Project 3_Myla
Text & Citation
The U.S. Endangered Species Act (ESA) is one of the world’s most powerful and effective biodiversity conservation laws (Goble et al., 2006; Harris et al., 2012). Despite the ESA’s success in improving the status of listed species (Greenwald et al., 2019; Schwartz, 2008), the law is not functioning optimally, for example, times for species to gain protection are lengthy (Puckett et al., 2016). Some 1721 U.S. species (as defined under the ESA) are currently listed and the U.S. Fish and Wildlife Service (USFWS) faces a backlog of hundreds of species waiting for listing decisions or designation of critical habitat (USFWS, 2021).
Despite its successes, the U.S. Endangered Species Act (ESA) has proven challenging to implement due to funding limitations, workload backlog, and other problems.

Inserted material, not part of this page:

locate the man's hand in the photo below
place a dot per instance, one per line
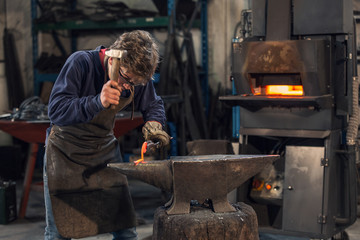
(110, 93)
(153, 131)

As threats to species survival intensify and as more species come under threat, the need for the ESA and similar conservation laws and policies in other countries to function efficiently has grown.
We considered at-risk grassland species and ecosystems within the southeastern United States, where a disproportionate number of rare and endemic species are associated with grasslands. Discussions concentrated on 5 categories of threats to grassland species and ecosystems, consistent with recommendations to make shared threats a focus of planning under the ESA: (1) habitat loss, fragmentation, and disruption of functional connectivity; (2) climate change; (3) altered disturbance regimes; (4) invasive species; and (5) localized impacts.
The ultimate threats to grasslands and other southeastern ecosystems are urban expansion and other land-use changes (Terando et al., 2014).